Bring a camping chair or blanket to sit comfortably in the viewing area. Additionally, make sure to have a flashlight covered with red or blue cellophane to avoid interfering with the fireflies and their mating rituals.

What Are the Rules?

Along with covering your flashlight, there are a few other rules you’ll need to follow. For example, visitors are expected to always stay on the park’s trails.

Guests are also prohibited from catching (or attempting to catch) the fireflies. Remember, you’re in their space and must watch them respectfully.
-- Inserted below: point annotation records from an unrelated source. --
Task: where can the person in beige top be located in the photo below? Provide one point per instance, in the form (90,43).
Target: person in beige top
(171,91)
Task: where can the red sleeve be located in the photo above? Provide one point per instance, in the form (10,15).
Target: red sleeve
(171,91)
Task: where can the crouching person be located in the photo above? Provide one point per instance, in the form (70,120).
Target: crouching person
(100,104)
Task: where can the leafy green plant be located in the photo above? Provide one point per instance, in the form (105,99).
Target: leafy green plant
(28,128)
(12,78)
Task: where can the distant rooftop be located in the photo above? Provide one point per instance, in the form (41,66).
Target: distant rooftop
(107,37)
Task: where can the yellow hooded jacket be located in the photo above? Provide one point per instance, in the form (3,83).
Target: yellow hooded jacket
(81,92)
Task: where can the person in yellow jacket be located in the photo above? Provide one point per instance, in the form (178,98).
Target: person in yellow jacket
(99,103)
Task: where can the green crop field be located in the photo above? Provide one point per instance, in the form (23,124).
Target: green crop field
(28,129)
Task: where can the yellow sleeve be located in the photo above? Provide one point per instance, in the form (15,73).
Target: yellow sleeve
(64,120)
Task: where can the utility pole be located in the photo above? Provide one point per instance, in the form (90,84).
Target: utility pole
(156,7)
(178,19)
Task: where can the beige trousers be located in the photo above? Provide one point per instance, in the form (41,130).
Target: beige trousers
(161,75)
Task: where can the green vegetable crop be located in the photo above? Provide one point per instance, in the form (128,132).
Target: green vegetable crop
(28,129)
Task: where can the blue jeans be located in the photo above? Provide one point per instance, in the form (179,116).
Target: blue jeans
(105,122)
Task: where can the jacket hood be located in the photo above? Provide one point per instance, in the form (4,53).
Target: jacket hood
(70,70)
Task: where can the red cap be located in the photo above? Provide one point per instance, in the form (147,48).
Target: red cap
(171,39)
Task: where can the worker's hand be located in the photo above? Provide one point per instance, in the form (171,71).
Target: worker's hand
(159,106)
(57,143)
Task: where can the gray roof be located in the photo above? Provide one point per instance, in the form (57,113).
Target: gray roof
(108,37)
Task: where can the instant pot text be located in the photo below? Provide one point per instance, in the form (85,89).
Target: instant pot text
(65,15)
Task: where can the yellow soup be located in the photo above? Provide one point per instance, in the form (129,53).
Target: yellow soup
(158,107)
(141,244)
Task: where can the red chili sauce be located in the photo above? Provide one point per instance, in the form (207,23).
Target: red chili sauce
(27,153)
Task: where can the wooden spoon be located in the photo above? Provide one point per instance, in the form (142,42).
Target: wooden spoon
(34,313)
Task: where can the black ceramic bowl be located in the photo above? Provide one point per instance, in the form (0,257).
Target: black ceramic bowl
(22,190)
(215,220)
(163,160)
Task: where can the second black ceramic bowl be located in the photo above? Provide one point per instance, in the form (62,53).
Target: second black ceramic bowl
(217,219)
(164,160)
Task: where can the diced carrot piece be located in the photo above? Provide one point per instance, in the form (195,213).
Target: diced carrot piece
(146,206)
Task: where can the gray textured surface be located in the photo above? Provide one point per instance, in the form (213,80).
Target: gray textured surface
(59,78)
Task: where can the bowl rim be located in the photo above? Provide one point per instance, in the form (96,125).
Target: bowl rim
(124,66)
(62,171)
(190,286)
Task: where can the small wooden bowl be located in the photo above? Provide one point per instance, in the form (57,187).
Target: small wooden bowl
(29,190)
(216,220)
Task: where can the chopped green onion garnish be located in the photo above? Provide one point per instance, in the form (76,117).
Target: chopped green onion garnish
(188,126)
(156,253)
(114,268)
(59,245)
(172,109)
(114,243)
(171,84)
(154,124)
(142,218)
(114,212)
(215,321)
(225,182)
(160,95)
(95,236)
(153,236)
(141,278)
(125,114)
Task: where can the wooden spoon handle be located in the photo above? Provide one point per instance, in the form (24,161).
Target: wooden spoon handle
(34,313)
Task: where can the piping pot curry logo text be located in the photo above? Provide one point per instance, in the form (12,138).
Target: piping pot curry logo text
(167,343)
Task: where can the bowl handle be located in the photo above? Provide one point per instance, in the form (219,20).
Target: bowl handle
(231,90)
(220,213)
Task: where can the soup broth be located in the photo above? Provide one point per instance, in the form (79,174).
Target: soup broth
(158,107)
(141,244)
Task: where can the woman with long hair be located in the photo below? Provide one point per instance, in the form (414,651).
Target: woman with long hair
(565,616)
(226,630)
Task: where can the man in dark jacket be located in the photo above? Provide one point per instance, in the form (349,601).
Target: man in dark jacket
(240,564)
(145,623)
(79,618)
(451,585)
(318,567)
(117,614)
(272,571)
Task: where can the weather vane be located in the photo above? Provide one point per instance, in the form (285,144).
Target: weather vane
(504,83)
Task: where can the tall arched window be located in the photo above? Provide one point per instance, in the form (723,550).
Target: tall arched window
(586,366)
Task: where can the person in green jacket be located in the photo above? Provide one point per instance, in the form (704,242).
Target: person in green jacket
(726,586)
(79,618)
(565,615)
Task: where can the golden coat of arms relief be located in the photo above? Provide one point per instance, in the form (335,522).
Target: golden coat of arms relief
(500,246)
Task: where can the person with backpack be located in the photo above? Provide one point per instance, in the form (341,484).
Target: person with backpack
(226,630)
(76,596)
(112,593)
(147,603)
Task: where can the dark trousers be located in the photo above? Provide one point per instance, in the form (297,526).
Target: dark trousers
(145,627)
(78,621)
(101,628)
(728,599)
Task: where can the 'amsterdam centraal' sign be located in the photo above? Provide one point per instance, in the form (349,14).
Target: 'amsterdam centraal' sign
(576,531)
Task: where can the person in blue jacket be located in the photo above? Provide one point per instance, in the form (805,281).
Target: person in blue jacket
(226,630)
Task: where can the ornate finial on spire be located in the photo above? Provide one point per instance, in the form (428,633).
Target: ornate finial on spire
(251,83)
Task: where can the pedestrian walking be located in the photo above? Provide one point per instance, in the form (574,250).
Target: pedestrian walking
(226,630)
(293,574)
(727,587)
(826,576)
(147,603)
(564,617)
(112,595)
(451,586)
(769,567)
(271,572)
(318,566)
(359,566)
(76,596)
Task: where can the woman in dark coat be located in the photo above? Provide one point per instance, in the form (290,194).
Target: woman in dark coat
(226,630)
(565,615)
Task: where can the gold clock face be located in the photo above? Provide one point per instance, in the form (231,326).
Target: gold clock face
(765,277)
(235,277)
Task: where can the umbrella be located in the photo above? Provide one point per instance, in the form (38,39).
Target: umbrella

Where Else Can You See the Fireflies?

Photo: SmokyMountains.com

If you don’t win a parking pass from the park’s lottery, there are still other nearby locations where you can see the fireflies. Here are some of the most popular ones:

  • Cades Cove, TN: This spot is located approximately an hour west of Elkmont. The Abrams Falls trailhead offers some of the best views.
  • Rainbow Falls Trailhead, TN: The Rainbow Falls trailhead provides a convenient viewing spot outside of Gatlinburg.
  • Rocky Fork State Park, TN: Rocky Fork State Park also employs a lottery system for its smaller firefly show, allowing only eight vehicles per night.
  • Cataloochee Valley, NC: It’s more challenging to find synchronous fireflies in the Cataloochee Valley, but there’s still a chance of encountering them. Additionally, you can spot blue ghost fireflies, which provide an impressive sight with their signature blue-white lights.
  • Joyce Kilmer Memorial Forest, NC: This forest is renowned as one of the most popular old-growth forests in the U.S. Accessible only by foot via a two-mile trail, it’s a fantastic location to observe synchronous and blue ghost fireflies.
  • Congaree National Park, SC: This park hosts an 18-day firefly celebration that attracts over 12,000 visitors. They also utilize a lottery system for parking passes.

If you love nature and crave unique outdoor experiences, you can’t miss the opportunity to witness the mesmerizing display of synchronous Elkmont fireflies in action. Start planning a trip to the Great Smoky Mountains National Park (or one of the nearby viewing spots) today!